Adaptação de MFátima Lima
Era uma vez, num reino muito distante, um grupo de gansos que fazia a segurança do castelo do rei. Eram gansos muito valentes e ninguém os enganava, se algum intruso ousasse se aproximar, logo seria denunciado e atacado. Era só um ganso dar o alarme e todos os demais partiam para o ataque, mesmo se não conseguissem deter o invasor, o barulho que faziam era tão alto que todos os guardas humanos resolviam a situação.
E foi isso que aconteceu numa noite escura em que um exército inimigo tentou tomar o castelo. Os gansos são incríveis por sua visão e audição apuradas, melhor até que a dos cães e, ao primeiro barulho dos inimigos se aproximando, um deles deu o sinal e os demais o seguiram.
Foi tanto barulho que todo o exército do rei que não estava de plantão e homens da população acordaram e foram ajudar os guardas na defesa. A noite foi longa e difícil, mas depois de muita luta, derrotaram os invasores que não haviam previsto aquele tipo de defesa, os poucos inimigos que sobraram fugiram apavorados porque os gansos, seguidos pelo olfato também os atacaram.
Foi uma festa no reino e o rei determinou que esses gansos fossem declarados nobres e herois para sempre, teriam o melhor tratamento dali em diante, seriam os primeiros animais a ser alimentados, teriam a melhor ração e não mais seriam mortos para servir de alimentação.

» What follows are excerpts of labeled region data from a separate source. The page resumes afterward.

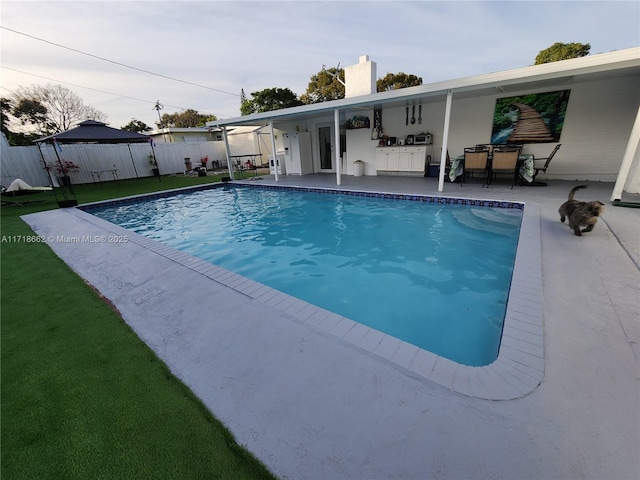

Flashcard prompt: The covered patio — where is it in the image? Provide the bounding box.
[25,174,640,480]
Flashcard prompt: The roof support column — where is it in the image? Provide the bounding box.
[438,90,453,192]
[269,120,279,182]
[222,125,235,180]
[611,106,640,202]
[333,108,342,185]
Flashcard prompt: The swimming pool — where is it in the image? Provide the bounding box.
[90,186,522,366]
[89,186,521,366]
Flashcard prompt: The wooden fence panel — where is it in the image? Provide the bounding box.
[0,137,226,186]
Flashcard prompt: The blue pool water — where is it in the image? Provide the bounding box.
[90,186,522,366]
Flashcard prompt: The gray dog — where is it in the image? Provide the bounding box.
[558,185,604,237]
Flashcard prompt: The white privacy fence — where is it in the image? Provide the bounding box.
[0,138,234,186]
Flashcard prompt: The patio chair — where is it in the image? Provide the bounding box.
[0,178,53,207]
[488,146,521,188]
[521,143,562,187]
[460,147,489,187]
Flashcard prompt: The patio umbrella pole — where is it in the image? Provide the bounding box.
[53,139,78,208]
[127,143,140,180]
[151,142,162,182]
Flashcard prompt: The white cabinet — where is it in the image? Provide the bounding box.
[282,132,313,175]
[376,147,398,170]
[376,146,427,175]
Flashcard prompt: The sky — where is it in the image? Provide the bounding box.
[0,0,640,128]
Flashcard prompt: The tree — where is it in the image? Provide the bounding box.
[300,67,344,105]
[156,108,217,128]
[11,98,51,135]
[376,72,422,92]
[240,87,303,115]
[120,118,151,133]
[535,42,591,65]
[0,98,41,145]
[11,84,107,134]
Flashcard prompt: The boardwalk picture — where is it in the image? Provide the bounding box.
[491,90,570,144]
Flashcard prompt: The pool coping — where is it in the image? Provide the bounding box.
[77,183,545,400]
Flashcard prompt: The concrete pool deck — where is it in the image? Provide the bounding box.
[25,175,640,479]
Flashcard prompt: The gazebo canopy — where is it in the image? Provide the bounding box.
[34,120,150,143]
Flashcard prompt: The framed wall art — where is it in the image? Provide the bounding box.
[491,90,571,144]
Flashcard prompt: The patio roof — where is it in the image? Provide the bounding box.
[207,47,640,127]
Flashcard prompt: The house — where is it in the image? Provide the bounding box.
[207,47,640,199]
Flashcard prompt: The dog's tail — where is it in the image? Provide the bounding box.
[569,185,588,200]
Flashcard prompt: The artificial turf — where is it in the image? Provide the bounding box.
[0,177,274,479]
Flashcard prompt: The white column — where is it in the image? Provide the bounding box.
[333,108,342,185]
[269,120,279,182]
[438,90,453,192]
[611,107,640,202]
[222,125,235,180]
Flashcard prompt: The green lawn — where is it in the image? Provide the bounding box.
[0,176,274,479]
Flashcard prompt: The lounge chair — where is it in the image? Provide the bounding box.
[489,147,522,188]
[520,143,562,187]
[0,178,53,207]
[460,147,489,187]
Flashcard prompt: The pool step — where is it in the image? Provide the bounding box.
[453,208,522,237]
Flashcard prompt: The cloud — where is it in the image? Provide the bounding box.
[0,1,640,127]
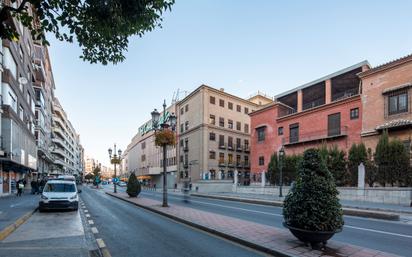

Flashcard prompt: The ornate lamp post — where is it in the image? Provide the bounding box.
[108,144,122,193]
[151,100,177,207]
[279,145,285,197]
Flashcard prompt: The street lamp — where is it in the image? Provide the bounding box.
[108,144,122,193]
[279,145,285,197]
[151,100,177,207]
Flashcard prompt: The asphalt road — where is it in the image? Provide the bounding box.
[103,187,412,256]
[81,187,262,257]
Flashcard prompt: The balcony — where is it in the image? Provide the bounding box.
[283,126,348,146]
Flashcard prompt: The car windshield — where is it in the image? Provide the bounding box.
[44,183,76,193]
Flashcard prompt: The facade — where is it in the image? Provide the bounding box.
[177,85,272,184]
[0,18,38,194]
[51,97,83,176]
[124,104,177,188]
[359,55,412,151]
[250,61,369,178]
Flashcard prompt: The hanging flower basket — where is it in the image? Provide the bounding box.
[155,129,176,146]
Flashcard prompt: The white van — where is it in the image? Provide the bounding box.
[39,180,81,212]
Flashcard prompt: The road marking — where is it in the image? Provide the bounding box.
[345,225,412,238]
[141,190,412,238]
[96,238,106,248]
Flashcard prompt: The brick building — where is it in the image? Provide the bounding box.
[250,61,369,177]
[359,55,412,150]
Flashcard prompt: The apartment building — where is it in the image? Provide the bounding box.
[33,44,55,178]
[359,55,412,151]
[0,18,38,194]
[121,104,177,188]
[250,61,373,177]
[51,97,83,176]
[176,85,272,184]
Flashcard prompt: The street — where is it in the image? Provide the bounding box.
[105,183,412,256]
[81,187,262,257]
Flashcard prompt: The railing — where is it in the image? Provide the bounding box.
[283,126,348,145]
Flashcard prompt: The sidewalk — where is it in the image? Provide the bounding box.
[0,190,40,238]
[193,192,412,214]
[106,192,396,257]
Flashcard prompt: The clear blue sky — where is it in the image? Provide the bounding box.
[46,0,412,164]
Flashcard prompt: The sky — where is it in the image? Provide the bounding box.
[49,0,412,165]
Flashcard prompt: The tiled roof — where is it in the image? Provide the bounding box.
[376,119,412,130]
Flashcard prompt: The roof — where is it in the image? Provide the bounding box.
[275,60,371,99]
[376,119,412,130]
[359,54,412,78]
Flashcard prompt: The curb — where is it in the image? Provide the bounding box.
[105,192,297,257]
[191,193,400,221]
[0,207,38,241]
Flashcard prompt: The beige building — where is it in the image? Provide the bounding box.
[121,104,177,188]
[176,85,272,184]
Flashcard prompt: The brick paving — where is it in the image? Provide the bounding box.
[108,193,397,257]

A vida dos gansos passou a ser a melhor possível, todo o povo estava agradecido.
O tempo passou, passou e passou. O rei morreu, o filho o sucedeu e depois deste, o seu filho reinou. Assim seguiu a vida no lugar e, mesmo passando as várias gerações de reis, os gansos continuavam a ser bem tratados, muitos nem sabiam mais o porquê.
A única coisa que mudou foi o comportamento dos gansos, agora eram relaxados, soberbos, se diziam os melhores animais e exigiam que os outros bichos também lhes prestassem reverências, afinal seus antepassados salvaram o reino. Mas eles mesmos estavam tão acostumados à boa vida que não se importavam mais em guardar o castelo, mesmo que percebessem algo estranho voltavam a dormir e deixavam para os guardas humanos a tarefa de proteger o castelo.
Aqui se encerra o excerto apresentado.